Halo, Business Owner, HC Practitioner, dan Professional Leader. Bertemu saya lagi, Amelia Hirawan. Kali ini saya akan bercerita tentang ruang coaching yang saya dampingi hari ini.
Saya semakin yakin bahwa organisasi itu dibangun, salah satunya dari meeting ke meeting. Bukan soal jenis meeting-nya. Tapi tentang bagaimana kita menciptakan dan menyediakan ruang untuk komunikasi. Ruang di mana semua yang terlibat bisa duduk dalam satu meja, menyatukan rasa dan pikir.
Situasi ini muncul dari salah satu klien saya yang sedang berada dalam masa transisi manajemen di perusahaannya. Mereka sedang mencoba membangun sistem baru, di tengah budaya lama yang sudah terasa sangat mengakar. Di saat yang sama, HR Manager yang diharapkan bisa membantu mengawal proses transisi ini justru memilih untuk resign.
Akhirnya, proses transisi belum benar-benar berjalan. Dan di sisi lain, perusahaan juga harus kembali mencari HR Manager yang baru. Dalam kebingungan itu, klien saya bertanya,
“Kalau seandainya Ibu ada di posisi HR Manager, dan harus mengawal transisi ini, hal apa yang akan Ibu lakukan?”
Setelah mengobservasi dan mengevaluasi dinamika yang selama ini terjadi, saya melihat bahwa langkah kecil yang justru paling mungkin dilakukan adalah: menciptakan ruang untuk bertemu.
Ruang bagi tim untuk duduk bersama.
Ruang untuk mulai berbicara.
Ruang untuk menyatukan kembali arah yang sempat terpecah.
Jude Antin, salah satu Head of Design di Airbnb, pernah menyampaikan bahwa leading through chaos is all about effective communication, speaking up, and saying the right things. Dan dari situ, proses berikutnya bisa berjalan: kita mulai mengobservasi dinamika yang muncul dari setiap pertemuan.
Karena dari meeting yang kita ciptakan, data akan terbentuk, observasi akan semakin kaya, dan kita punya pijakan yang lebih jelas untuk melangkah ke tahap berikutnya.
Di sisi lain, di sesi yang berbeda, saya menemukan pola yang ternyata masih berkaitan. Masih tentang organisasi, masih tentang peran HR, tapi kali ini dari sudut yang sedikit berbeda.
“Saya sudah interview calon HR Manager, Bu. Dia punya pengalaman bikin KPI.”
“Oh ya? Punya pengalaman bikin KPI? Punya pengalaman mencapai KPI? Atau support management untuk mengawal KPI yang lain nggak?”

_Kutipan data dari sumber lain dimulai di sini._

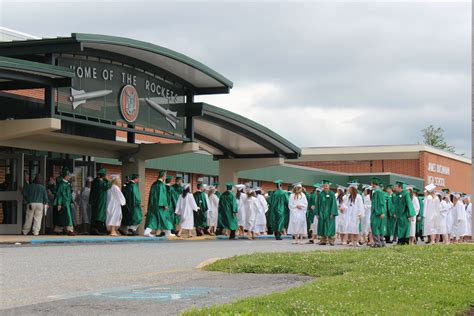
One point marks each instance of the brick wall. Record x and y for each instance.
(459, 178)
(409, 167)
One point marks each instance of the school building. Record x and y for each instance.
(89, 101)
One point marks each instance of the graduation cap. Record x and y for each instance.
(353, 185)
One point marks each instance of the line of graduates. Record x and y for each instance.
(374, 216)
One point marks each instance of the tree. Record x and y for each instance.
(435, 137)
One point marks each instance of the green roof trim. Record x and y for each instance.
(239, 118)
(30, 66)
(128, 42)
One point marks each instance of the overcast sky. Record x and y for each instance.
(318, 73)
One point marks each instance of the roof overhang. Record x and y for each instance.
(227, 135)
(191, 73)
(19, 74)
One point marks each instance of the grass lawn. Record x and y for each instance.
(400, 280)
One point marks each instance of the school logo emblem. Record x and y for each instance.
(129, 103)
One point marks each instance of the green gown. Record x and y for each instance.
(178, 189)
(419, 223)
(379, 207)
(404, 210)
(326, 205)
(227, 211)
(173, 199)
(200, 217)
(278, 208)
(98, 199)
(391, 219)
(310, 212)
(132, 213)
(63, 198)
(157, 216)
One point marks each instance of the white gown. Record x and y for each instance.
(240, 210)
(184, 208)
(261, 222)
(115, 201)
(212, 210)
(432, 216)
(443, 222)
(459, 220)
(469, 219)
(354, 213)
(297, 224)
(368, 210)
(341, 217)
(416, 206)
(250, 208)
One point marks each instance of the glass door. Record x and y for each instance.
(11, 200)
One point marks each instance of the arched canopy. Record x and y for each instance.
(189, 72)
(18, 73)
(225, 135)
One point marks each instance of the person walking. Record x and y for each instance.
(115, 201)
(37, 201)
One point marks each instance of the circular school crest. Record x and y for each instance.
(129, 103)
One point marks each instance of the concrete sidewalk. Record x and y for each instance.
(63, 239)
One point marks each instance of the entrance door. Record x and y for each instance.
(11, 200)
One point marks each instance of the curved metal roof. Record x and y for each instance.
(225, 134)
(199, 76)
(14, 70)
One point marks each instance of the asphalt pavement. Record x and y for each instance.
(124, 278)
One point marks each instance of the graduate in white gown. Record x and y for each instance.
(212, 210)
(340, 218)
(261, 223)
(459, 218)
(416, 206)
(365, 225)
(298, 205)
(432, 214)
(240, 208)
(251, 207)
(115, 201)
(185, 206)
(444, 212)
(355, 211)
(468, 206)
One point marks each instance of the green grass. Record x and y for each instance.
(407, 280)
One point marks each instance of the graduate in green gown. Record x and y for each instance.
(227, 210)
(326, 212)
(200, 217)
(404, 210)
(62, 216)
(311, 213)
(391, 218)
(98, 201)
(420, 218)
(178, 189)
(158, 215)
(173, 199)
(278, 208)
(132, 211)
(378, 213)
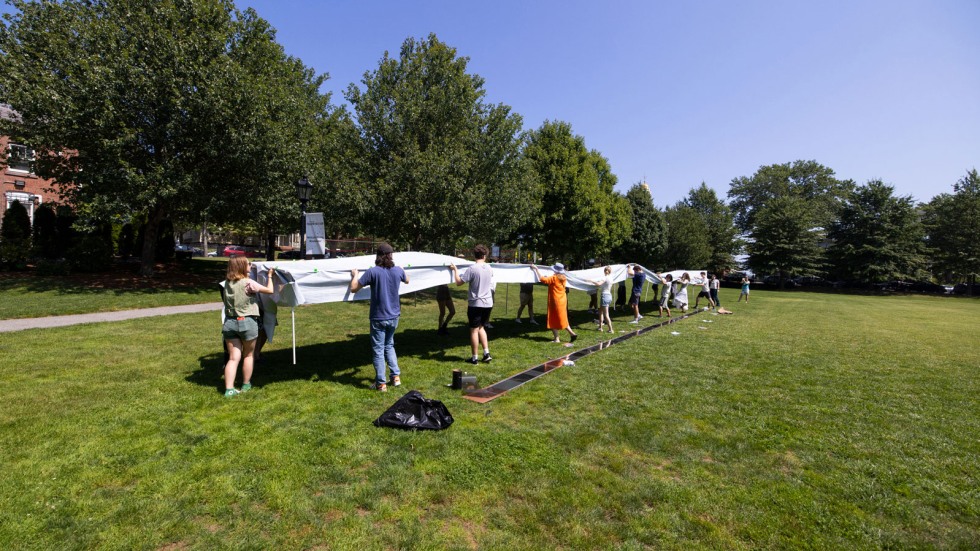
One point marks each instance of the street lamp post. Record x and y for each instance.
(303, 190)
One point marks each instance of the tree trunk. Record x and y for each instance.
(148, 259)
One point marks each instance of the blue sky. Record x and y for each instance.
(681, 93)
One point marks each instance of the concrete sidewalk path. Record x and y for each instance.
(61, 321)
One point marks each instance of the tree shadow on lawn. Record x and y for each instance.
(348, 362)
(123, 278)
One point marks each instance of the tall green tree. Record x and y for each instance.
(688, 246)
(438, 162)
(647, 243)
(806, 188)
(877, 237)
(15, 236)
(45, 232)
(164, 108)
(807, 180)
(952, 225)
(581, 215)
(786, 241)
(723, 236)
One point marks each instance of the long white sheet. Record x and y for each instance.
(317, 281)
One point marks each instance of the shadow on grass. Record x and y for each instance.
(348, 362)
(195, 277)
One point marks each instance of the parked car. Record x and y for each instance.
(182, 248)
(239, 250)
(185, 252)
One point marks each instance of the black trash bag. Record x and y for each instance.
(416, 412)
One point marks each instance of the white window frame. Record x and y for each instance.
(29, 200)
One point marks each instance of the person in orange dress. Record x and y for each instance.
(557, 301)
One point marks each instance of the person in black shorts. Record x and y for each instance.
(445, 302)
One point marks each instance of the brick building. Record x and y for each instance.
(17, 181)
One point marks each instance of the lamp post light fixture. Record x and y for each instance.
(303, 191)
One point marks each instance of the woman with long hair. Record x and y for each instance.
(557, 301)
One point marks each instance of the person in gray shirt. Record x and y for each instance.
(479, 300)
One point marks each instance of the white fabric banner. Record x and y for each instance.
(328, 280)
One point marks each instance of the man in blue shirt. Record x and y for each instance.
(384, 279)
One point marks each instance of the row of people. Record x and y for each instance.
(242, 325)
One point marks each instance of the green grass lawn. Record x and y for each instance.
(192, 282)
(805, 420)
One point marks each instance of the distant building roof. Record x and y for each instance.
(7, 112)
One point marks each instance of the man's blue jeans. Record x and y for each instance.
(383, 347)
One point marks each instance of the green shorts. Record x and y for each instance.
(244, 329)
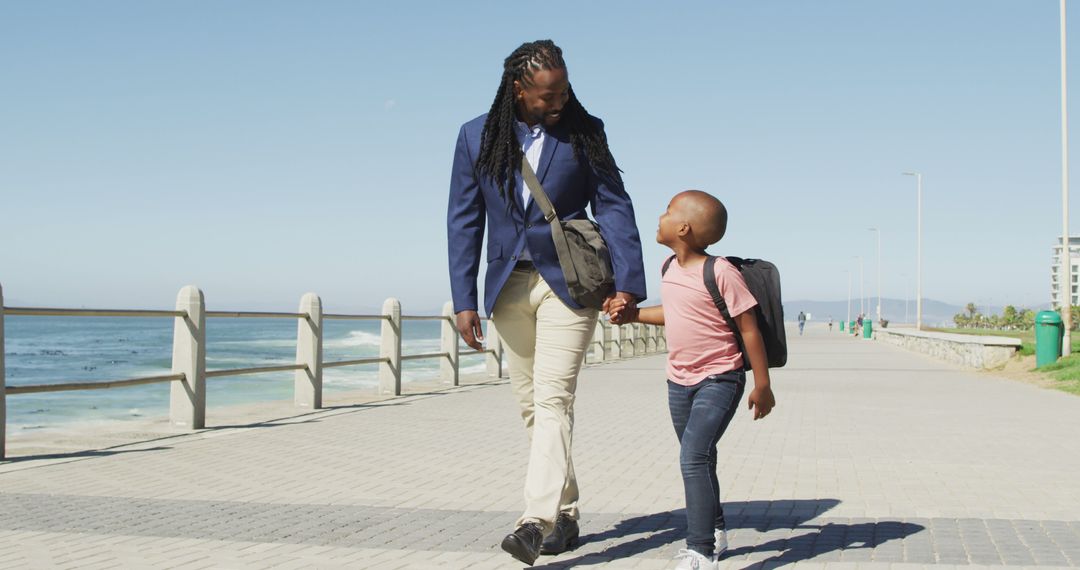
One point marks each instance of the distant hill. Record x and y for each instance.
(934, 313)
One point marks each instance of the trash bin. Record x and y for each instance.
(1048, 338)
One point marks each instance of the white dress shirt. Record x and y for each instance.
(532, 146)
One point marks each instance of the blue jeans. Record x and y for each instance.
(701, 412)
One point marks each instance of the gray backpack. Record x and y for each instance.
(582, 254)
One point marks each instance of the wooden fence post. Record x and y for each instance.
(390, 369)
(187, 403)
(450, 367)
(308, 383)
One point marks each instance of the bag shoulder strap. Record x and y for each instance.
(557, 235)
(538, 194)
(710, 277)
(663, 270)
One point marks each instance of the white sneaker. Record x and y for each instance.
(693, 560)
(721, 542)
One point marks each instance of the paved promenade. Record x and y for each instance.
(874, 458)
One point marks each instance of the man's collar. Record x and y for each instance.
(532, 132)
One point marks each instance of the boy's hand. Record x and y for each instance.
(761, 402)
(620, 311)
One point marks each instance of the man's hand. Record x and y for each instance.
(761, 402)
(629, 301)
(472, 331)
(620, 312)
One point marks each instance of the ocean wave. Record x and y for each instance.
(355, 338)
(259, 342)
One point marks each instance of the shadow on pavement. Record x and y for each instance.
(661, 529)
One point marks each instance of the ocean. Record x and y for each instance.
(43, 350)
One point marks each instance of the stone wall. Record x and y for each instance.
(966, 350)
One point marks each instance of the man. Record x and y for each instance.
(545, 333)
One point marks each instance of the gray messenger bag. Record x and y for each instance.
(582, 254)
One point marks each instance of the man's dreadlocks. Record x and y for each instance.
(500, 151)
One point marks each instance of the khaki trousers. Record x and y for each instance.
(545, 343)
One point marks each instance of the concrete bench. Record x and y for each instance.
(967, 350)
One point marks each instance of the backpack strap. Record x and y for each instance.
(710, 273)
(667, 263)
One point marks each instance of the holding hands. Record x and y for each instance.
(621, 309)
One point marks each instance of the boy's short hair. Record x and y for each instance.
(709, 216)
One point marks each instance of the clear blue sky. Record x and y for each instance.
(264, 149)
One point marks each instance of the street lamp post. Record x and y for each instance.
(1065, 282)
(878, 232)
(918, 250)
(862, 288)
(849, 298)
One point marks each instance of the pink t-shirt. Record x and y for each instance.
(700, 343)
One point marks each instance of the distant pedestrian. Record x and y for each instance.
(706, 372)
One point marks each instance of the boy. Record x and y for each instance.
(705, 369)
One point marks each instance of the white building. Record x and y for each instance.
(1055, 270)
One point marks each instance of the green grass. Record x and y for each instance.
(1065, 372)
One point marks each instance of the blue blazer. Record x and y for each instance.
(570, 185)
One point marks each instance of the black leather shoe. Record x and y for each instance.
(564, 538)
(524, 543)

“Iya juga ya, saya nggak tanya.”
Kalau soal bikin KPI itu gampang, banyak yang bisa. Banyak konsultan juga menawarkan jasa pendampingan dalam membuat KPI. Tapi fokus untuk mengawal, menjaga energi, fokus dan semangat untuk mengupayakan KPI itu, tidak banyak yang tahan. Butuh leader yang need of endurance-nya tinggi, curiosity cari jalan baru, dan juga punya kecerdasan emosional. Jadi jangan sampai salah fokus waktu interview.
Teman-teman mau cari HR Manager yang bikin KPI atau yang bisa mengimplementasi dan mengawal KPI?